Se vogliamo trovare un indicatore che misuri quale sia la disposizione delle persone riguardo ad un dato fenomeno possiamo efficacemente intraprendere la nostra riflessione iniziando a prestare attenzione alle parole con cui viene nominato. Se, ad esempio, qualcuno/a invece di chiamare le persone con disabilità con questa espressione, preferisce utilizzare quella, che vorrebbe essere tranquillizzante, di “persone diversamente abili”, ci sono buone probabilità che questa persona abbia qualche problema con la disabilità per il semplice fatto che ha difficoltà a nominarla, o considera offensivo riferirla alle persone che ne sono interessate.
Le cose non vanno certo meglio se parliamo di vecchiaia. Come chiamiamo i vecchi e le vecchie? Coraggiosamente la filosofa e femminista francese Simone de Beauvoir (1908-1996) aveva intitolato il suo prezioso saggio del 1970 La Vieillesse (La vecchiaia), ma nella traduzione curata da Bruno Fonzi per Einaudi il titolo è diventato magicamente La terza età. E se non è terza, l’età può essere quarta, pur di non nominare la vecchiaia e contribuire ad uno dei più significativi rimossi collettivi della nostra epoca. Per questa stessa via la “morte” è diventata “fine vita”, e vecchio/vecchia sono spesso considerati e utilizzati come insulti. Volendo essere educati/e, parliamo di anziani/anziane, e ci premuriamo di dire che però non è l’età anagrafica quella che conta, l’importante è “sembrare giovani o “rimanere giovani dentro”.

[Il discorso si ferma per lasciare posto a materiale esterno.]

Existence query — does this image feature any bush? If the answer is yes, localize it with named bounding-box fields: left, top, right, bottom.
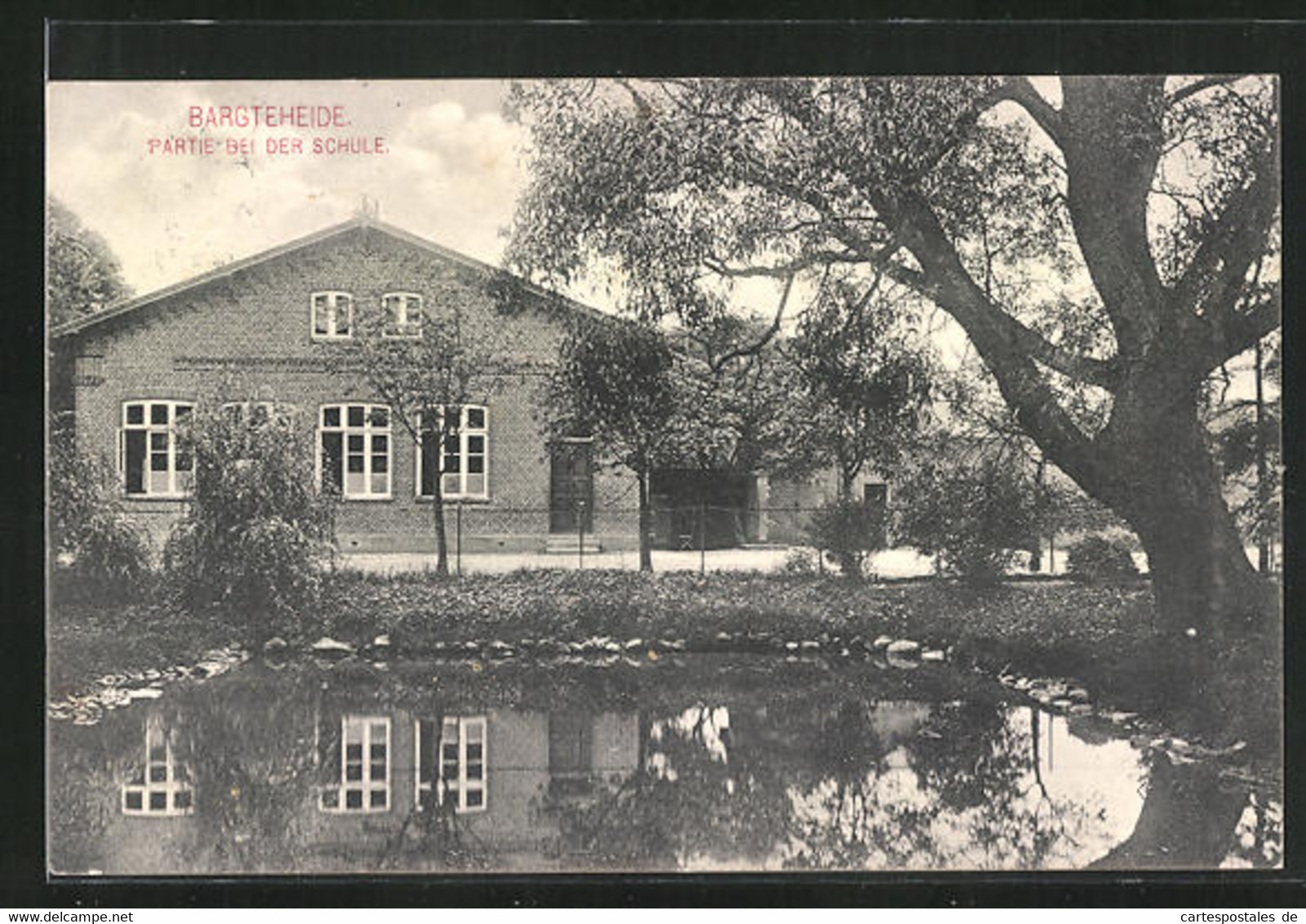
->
left=1066, top=536, right=1139, bottom=584
left=47, top=418, right=153, bottom=600
left=807, top=497, right=884, bottom=578
left=163, top=405, right=335, bottom=642
left=782, top=549, right=820, bottom=575
left=901, top=457, right=1041, bottom=584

L’altra scappatoia è rappresentata dalla coppia nonno/nonna, anche questa utilizzata con intenti benevoli (come, del resto, “diversamente abili”). In realtà né la disabilità, né l’invecchiamento sarebbero fenomeni catastrofici, ma noi ci comportiamo come se lo fossero, e finisce così che sia le persone con disabilità che quelle dai trenta in su, cogliendo tale interpretazione nello sguardo altrui, possano convincersi che sì, nell’avere una o più disabilità e nell’invecchiare c’è qualcosa che non va. E che ci sia qualcosa che non va è abbastanza evidente, ma non nei fenomeni considerati – l’unico modo per non invecchiare è morire, ogni tanto sarebbe bene ricordarselo –, quanto nella nostra masochistica propensione a trasformare in “mostri” due “fatti naturali” della vita.
Va per altro notato che i “due mostri” possono anche coesistere, sia perché anche le persone con disabilità invecchiano, sia perché le persone vecchie possono incontrare la disabilità nell’ultimo periodo della loro vita.
Sul filo di questi pensieri diventa interessante vedere come viene trattato il tema dell’invecchiamento delle persone con disabilità. Per farci un’idea possiamo prendere in esame alcuni materiali prodotti dalla Comunità di Pratica sulle Persone con disabilità anziane costituitasi nell’àmbito di Disabilità: la discriminazione non si somma, si moltiplica. Azioni e strumenti innovativi per riconoscere e contrastare le discriminazioni multiple, un progetto realizzato nel 2020 dalla FISH (Federazione Italiana per il Superamento dell’Handicap)*. In particolare abbiamo esaminato I diritti non vanno in pensione, kit informativo rivolto a persone con disabilità anziane, famiglie, associazioni, operatrici e operatori di settore, e il report dell’indagine Invecchiare con una disabilità. Opinioni di giovani e anziani sulla discriminazione multipla, realizzata a cura di Pinuccia Dantino e Simona Mennuni dell’AUSER (Associazione per l’invecchiamento attivo) e di Sabrina Spagnuolo dell’ANTEAS (Associazione Nazionale tutte le Età Attive per la Solidarietà-CISL).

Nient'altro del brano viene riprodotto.